3rdPartyFeeds News

Market Extra: Junk bonds are getting worse, and investors are starting to take notice

Moody’s says quality of sub-investment grade corporate bonds issued in July never looked worse, scoring the bonds at 4.56, with 5.0 being the worst possible score. But it was only this week that investors started to nudge back on getting paid less. Read More...

The quality of bonds used to finance U.S. companies with ratings that are below investment-grade have never looked worse than they did in July.

So-called below-investment-grade debt, also known as junk bonds, are being structured with far fewer protections and made prospective investors increasingly uneasy about a trend of eroding standards in that area of the fixed-income market.

July may have marked a pivotal point for investors, representing the weakest terms yet for borrowers, according to a recent report from Moody’s Investors Service.

The credit-rating agency in a Wednesday report said weaker protections have elevated risks in junk bonds, which in one metric pegged only 4% of the junk rated date issued in July as having protections deemed “better than weak,” versus a historical average of around 20%.

Taken in total, Moody’s Covenant Quality Indicator (CQI) showed that July issuance was the worst on record with a score of 4.56, with 5.0 being the worst possible reading in terms of protections.

And while high-yield bonds were getting, well, junkier, Moody’s said investors hadn’t been requiring a richer yield to compensate for the comparatively greater risk of holding junk paper.

This chart illustrates the sinking quality of bond protections, per Moody’s CQI, and the downward trajectory with spreads.

Moody’s Investors Service

Spreads and protections falling

However, investor demands appeared to have been altered this week after the 10-year Treasury note TMUBMUSD10Y, -3.36%   — used as a benchmark reference in underwriting corporate debt — and two-year Treasury rates TMUBMUSD02Y, -4.90% briefly inverted on Wednesday for the first time in more than a decade. Inversions are when shorter-dated debt offers a richer yield than the longer-term counterparts and is often viewed as an accurate predictor of a coming economic recession. Investors usually demand a richer return for lending money further out into the future.

Check out: Forget the yield curve, here’s who will prevent the U.S. from entering a recession

High-yield bond spreads widened on Wednesday following the inversion by 24 basis points — representing a mini selloff — but still 15 to 32 basis points below the steepest widening periods of the past decade, according to JPMorgan Chase data. Bond prices rise as yields fall.

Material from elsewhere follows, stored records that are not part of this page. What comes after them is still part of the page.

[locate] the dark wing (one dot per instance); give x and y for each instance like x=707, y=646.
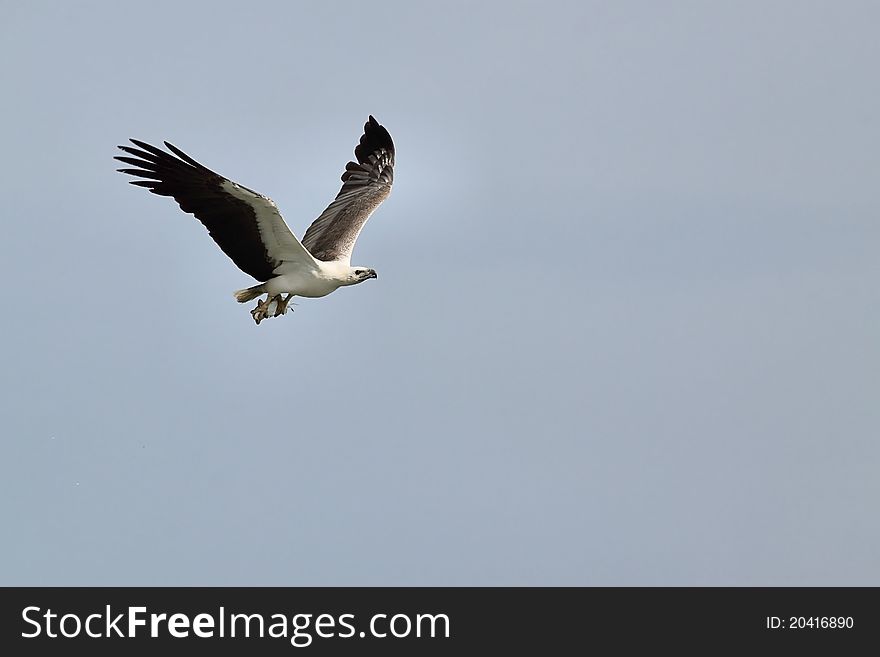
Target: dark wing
x=365, y=184
x=245, y=224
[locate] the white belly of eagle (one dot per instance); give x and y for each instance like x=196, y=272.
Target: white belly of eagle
x=309, y=283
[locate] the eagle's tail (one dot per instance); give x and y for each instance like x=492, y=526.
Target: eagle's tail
x=243, y=296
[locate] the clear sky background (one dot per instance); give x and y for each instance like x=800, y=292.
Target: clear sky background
x=625, y=330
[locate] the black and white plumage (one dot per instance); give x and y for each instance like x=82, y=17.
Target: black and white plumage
x=249, y=229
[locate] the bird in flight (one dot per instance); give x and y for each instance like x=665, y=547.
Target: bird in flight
x=248, y=227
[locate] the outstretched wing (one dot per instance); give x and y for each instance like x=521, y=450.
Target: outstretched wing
x=245, y=225
x=365, y=184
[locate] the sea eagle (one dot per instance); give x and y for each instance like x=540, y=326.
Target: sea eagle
x=248, y=227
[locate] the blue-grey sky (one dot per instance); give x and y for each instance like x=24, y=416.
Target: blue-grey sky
x=625, y=330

A flight to the perceived safety of fixed-income, including Treasurys, continued apace Thursday, with the 30-year Treasury note yield TMUBMUSD30Y, -2.31% edging below 2% and carving out a fresh yield low for the so-called long bond.

Read: 30-year Treasury yield breaks below 2%

High-yield is often considered another canary in the [coal] mine in terms of predicting a recession.

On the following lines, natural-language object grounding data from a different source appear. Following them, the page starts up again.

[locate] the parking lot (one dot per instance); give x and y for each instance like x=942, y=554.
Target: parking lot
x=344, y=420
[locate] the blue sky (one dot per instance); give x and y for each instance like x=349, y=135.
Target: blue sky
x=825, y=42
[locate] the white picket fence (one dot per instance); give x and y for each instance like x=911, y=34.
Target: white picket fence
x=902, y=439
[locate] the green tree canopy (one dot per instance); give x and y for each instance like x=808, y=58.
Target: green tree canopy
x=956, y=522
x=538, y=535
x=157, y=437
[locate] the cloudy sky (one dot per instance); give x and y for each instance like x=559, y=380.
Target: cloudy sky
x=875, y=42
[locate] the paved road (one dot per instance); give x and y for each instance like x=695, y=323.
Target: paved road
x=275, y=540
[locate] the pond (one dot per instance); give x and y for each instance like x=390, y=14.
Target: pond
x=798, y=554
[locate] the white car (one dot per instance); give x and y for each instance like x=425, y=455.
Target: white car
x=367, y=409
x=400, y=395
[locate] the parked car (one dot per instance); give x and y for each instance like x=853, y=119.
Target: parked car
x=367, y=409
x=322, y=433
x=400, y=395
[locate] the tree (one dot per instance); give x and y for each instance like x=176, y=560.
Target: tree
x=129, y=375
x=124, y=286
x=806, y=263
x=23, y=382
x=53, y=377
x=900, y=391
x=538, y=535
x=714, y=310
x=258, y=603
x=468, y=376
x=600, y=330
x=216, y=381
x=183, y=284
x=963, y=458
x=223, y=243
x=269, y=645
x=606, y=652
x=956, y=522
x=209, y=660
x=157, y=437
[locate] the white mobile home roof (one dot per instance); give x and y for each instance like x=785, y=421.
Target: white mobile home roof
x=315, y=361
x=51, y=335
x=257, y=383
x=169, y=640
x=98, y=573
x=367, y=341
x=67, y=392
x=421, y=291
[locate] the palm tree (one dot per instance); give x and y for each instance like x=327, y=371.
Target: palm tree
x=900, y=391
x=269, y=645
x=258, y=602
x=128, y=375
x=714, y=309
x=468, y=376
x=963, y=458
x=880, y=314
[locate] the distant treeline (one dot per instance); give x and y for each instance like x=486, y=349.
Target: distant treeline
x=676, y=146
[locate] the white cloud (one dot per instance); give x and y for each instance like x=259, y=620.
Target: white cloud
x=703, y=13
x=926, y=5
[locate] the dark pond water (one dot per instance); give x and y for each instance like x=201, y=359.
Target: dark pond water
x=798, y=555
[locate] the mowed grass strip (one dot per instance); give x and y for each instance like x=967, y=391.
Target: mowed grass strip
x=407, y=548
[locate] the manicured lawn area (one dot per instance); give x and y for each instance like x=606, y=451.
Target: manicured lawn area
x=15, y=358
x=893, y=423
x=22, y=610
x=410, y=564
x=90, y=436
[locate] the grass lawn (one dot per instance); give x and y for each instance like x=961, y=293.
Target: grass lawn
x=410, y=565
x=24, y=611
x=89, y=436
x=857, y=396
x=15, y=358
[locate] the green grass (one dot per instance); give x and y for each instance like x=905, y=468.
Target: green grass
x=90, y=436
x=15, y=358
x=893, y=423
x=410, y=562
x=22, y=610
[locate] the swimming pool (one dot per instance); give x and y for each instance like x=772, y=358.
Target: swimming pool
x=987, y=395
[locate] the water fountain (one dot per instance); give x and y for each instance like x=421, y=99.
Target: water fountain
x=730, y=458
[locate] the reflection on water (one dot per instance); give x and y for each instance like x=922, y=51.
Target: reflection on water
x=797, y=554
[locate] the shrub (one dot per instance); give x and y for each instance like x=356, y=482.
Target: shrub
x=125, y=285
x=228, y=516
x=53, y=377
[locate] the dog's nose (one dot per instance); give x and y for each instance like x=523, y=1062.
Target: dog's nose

“Credit is so important, and high-yield is a market we have to pay very, very close attention to,” said Bob Lang, co-founder and chief options analysts at Explosive Options, an options trading service, in an interview with MarketWatch. That is because high-yield debt is also used as a gauge of investor appetite for risk.

“Heading into a recession, high-yield is the last place you want to be,” Lang said.

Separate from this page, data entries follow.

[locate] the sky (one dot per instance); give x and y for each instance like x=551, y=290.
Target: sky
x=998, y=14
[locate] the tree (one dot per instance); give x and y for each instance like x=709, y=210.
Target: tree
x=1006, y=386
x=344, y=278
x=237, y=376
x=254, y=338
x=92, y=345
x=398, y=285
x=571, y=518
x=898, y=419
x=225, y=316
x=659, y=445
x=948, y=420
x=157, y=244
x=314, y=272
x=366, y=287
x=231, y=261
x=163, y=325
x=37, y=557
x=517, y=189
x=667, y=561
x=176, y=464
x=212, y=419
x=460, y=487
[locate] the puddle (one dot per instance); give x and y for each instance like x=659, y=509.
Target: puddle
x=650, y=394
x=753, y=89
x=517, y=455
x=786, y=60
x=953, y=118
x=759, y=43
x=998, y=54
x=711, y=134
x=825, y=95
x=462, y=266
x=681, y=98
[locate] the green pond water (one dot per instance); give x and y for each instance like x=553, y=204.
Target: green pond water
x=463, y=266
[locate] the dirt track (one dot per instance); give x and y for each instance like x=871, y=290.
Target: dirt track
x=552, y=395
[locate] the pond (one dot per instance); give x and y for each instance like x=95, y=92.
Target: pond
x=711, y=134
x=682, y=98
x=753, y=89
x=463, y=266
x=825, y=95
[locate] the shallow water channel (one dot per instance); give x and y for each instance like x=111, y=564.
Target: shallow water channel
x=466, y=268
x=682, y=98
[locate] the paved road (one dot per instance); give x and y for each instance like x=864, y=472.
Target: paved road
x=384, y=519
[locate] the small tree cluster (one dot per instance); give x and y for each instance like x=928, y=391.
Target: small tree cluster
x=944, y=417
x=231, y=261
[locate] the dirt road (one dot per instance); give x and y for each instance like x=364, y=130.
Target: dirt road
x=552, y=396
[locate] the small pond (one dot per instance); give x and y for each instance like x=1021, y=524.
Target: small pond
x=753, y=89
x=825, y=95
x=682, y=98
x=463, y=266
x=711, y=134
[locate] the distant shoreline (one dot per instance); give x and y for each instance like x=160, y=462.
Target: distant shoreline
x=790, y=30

U.S. corporations have loaded up on record levels of debt in the past decade, aided by a hunt for yield among investors. Companies maintaining sizable debt loads, however, as the economy is contracting is usually a recipe for problems, with borrowers unable to service their debt.

“You have more risk and not as much reward,” said Deron McCoy, chief investment officer at Signature Estate & Investment Advisors. “The two together doesn’t make for a good outlook in that part of the market.”

“We aren’t as protected as we were in the past 10 years,” McCoy said.

Despite those concerns, Lang believes that recent jitters in high-yield market were far from flashing signs of an imminent recession.

“Credit was a lot worse last year than it is now,” he said. “I think high-yield, as opposed to the yield curve inversion, is a more accurate indicator of whether a recession is coming or not.”

On Thursday, shares of the popular SPDR Bloomberg Barclays High Yield Bond ETF JNK, +0.36% were trading around $107.20 in afternoon trade, versus a recent high of $109.46 on June 21, according to FactSet data.

The larger iShares iBoxx $ High Yield Corporate Bond ETF HYG, +0.29%  saw its shares trade at $85.85 versus $87.33 over the same period.